В это мгновение кто-то перенес меня далеко от дома. Передо мной было здание этажей в восемь современной архитектуры на окраине южного города. Качество на отлично охраняемой территории. За эти несколько секунд успел хорошо его разглядеть. Все окна были наглухо закрыты. Их обрамляли металлические формы. Чего-либо похожего на это, отдельно стоящее здание, рядом не было.

Дальше я оказался внутри. Коридор с искусственным освещением, в котором были только двери. Подчиняясь неведомой силе, которая с неземной легкостью перенесла меня далеко от дома, вошел, не открывая двери, в одно из помещений.

Это была лаборатория площадью метров сорока пяти с замкнутой подачей воздуха. Он подавался полностью стерильным по металлическим трубкам, которые шли под потолком. Множество труб, шлангов и трубочек были скрыты за обшивкой потолка. Ни одной болезнетворной бактерии или вируса в нем не было. Теперь я видел окна лаборатории изнутри. Они пропускали свет, но были полностью вакуумными. Пробить такое стекло составит проблему. Я стоял рядом с дверью полностью стерильного и изолированного от внешнего мира помещения.

Осмотревшись, увидел наиновейший, ультрасовременный операционный стол. На нем лежала совсем молодая женщина. Но толком разглядеть что-либо было невозможно. Ее окружали люди в скафандрах, похожие на те, которые применяют эпидемиологические врачи. Их лиц я не видел. Они были под стеклом.

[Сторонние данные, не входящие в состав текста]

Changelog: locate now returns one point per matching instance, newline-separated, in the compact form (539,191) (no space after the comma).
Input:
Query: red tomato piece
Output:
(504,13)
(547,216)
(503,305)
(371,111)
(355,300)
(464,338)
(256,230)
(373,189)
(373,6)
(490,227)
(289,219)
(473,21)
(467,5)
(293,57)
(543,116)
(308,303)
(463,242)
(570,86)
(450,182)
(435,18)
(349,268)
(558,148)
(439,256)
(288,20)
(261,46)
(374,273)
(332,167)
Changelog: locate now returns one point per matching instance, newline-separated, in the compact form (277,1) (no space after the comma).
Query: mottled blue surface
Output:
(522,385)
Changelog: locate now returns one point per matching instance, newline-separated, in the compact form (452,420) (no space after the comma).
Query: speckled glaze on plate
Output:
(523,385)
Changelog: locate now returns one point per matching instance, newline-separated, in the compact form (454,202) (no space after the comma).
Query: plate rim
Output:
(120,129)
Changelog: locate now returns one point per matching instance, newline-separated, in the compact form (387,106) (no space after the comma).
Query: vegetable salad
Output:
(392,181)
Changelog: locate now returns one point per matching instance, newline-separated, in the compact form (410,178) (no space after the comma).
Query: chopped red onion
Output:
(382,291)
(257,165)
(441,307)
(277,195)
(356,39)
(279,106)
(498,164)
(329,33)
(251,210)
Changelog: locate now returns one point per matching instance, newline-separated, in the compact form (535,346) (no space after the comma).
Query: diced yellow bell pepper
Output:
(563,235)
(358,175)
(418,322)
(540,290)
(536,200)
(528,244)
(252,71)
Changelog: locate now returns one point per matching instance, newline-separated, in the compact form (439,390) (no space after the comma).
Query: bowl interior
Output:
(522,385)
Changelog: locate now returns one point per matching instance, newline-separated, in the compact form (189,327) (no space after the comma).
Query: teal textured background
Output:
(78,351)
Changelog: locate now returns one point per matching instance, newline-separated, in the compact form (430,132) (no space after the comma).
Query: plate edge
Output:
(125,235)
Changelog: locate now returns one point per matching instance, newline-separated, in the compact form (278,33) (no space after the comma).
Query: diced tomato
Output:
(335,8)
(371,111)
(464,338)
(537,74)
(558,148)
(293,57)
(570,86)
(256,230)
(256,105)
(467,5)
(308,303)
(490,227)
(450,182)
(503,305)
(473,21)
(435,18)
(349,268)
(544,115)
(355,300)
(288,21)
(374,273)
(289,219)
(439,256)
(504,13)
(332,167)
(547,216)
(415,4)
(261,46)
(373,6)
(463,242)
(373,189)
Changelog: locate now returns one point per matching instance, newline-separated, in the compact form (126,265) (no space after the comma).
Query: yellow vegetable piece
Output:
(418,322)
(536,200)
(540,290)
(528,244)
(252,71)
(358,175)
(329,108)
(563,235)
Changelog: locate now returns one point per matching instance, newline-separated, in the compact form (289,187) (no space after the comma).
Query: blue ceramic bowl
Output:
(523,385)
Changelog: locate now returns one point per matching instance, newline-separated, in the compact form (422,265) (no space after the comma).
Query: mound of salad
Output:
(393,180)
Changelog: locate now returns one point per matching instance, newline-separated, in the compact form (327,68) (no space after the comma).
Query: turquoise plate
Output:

Все, что можно было понять, в операционной только что прошли роды. Из ее чрева был извлечен ребенок. Кесаревым сечением. Причем врачи сделали все возможное, чтобы половые органы не принимали в этом никакого участия. Девственность этой женщины не была нарушена. Кесарево сечение лишь завершило искусственное введение мужского семени девятью месяцами ранее. От этой женщины исходило состояние нечистоты. Внешне она была красива и, может, для кого-то привлекательна. Чистокровная еврейка.

Спустя мгновение я вновь очутился на своем диване. Полностью разбитый и больной.

В обед, собрав последние силы, доехал на вечернее богослужение. Мимо меня в храм прошел благочинный.

— Похоже, антихрист родился, — этой мыслью в глазах поделился с духовником.

От неожиданности тот дернулся, повернул голову и в ответ я прочел в его глазах явное пренебрежение и неверие.

— Откуда вы знаете? — и не останавливаясь, прошел в алтарь.

То же самое, что увидел я своими глазами, снял Стэнли Кубрик в своей последней работе «С широко закрытыми глазами» (Eyes Wide Shut, 1999). И умер через четыре дня после монтажа ленты. Четыре дня хватило, чтобы отправить его на тот свет сердечным приступом. Точно, как это происходило в его фильме с Амандой Каррен (Мэнди) и Ником Найтингейлом (пианист). Не страшно, что они знали об этом, страшно что они рассказали об этом всем. Но о реальной правде этого фильма никто и словом не обмолвился. Забытый фильм о будущем, которое придет к нам с операционного стола другого Вифлиема.

Впоследствии именно этот день церковного календаря владыка Иларион (Алфеев) пытался дополнить еще днем рождения Николая Угодника. Мол, по преданию, он в этот день родился на свет. Вначале удача улыбнулась начинанию молодого епископа.

В 2004 году по благословению Патриарха Московского и всея Руси Алексия II празднование Рождества Святителя Николая было возобновлено. Был составлен тропарь и кондак праздника рождества святителя наподобие образца сохранившейся церковной службы времен патриарха Никона (1657).

Прошло четыре года. Умер Патриарх Алексий II. Новый Патриарх и Синод РПЦ МП не поддержали инициативы энергичного архипастыря. В православном календаре после 2010 года нет упоминания о дне рождения Николая Чудотворца.18 Как нет упоминания памяти трех волхвов на Рождество Христово. Их вычеркнули из святцев Московской Патриархии.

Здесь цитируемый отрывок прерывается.